The Guelph Food Panel is billed as the first large-scale panel consumer group dedicated to food and research. It’s expected the panel will allow researchers to survey participants with 24 hours’ notice and assess any changes in their responses over time.
Guelph ag economist John Cranfield, one of the panel developers, said there’s no other such instrument in Canada.
“We can see how people’s concerns and perceptions about food and their consumption patterns change over time,” he said in the release. “We can also get immediate consumer responses to food scares, such as whether people stopped eating spinach after some brands were found to be tainted with E. coli.”
Methods used until now yielded just a “snapshot” of data because researchers would survey a certain group of people at a certain time, Cranfield said.
But the Guelph panel’s members can be surveyed on the same topic years apart to see how their views have changed and can also give immediate responses to any food crisis that might occur, the university said. “If there is a food scare tonight, we can send them a survey within 24 hours,” said Spencer Henson, a research professor who also helped develop the panel.
It’s expected panel members will get half a dozen online surveys a year on topics relating to Canada’s food system.
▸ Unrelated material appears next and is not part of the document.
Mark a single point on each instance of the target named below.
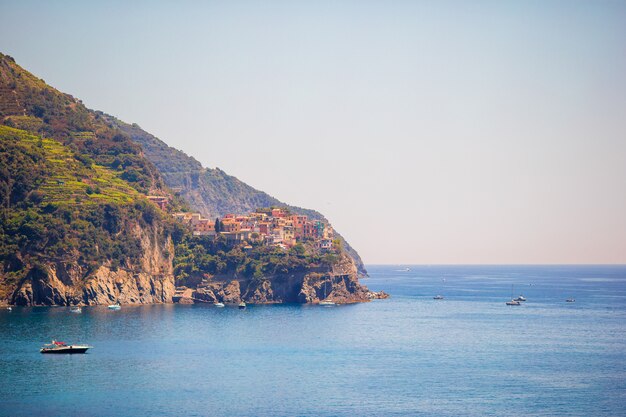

The panel is made up of people from the Guelph area, recruited based on age, gender and level of education to ensure the group is representative of the Canadian population, Henson said.
Researchers said they expect to look at consumers’ perceptions of the food system and their level of confidence in players ranging from local farms to importers to grocery chains.
Also up for study will be panel members’ responses to new foods, their diets and whether they’re trying to eat healthier, what types of food they believe to be healthier and what they perceive to be obstacles to healthy eating.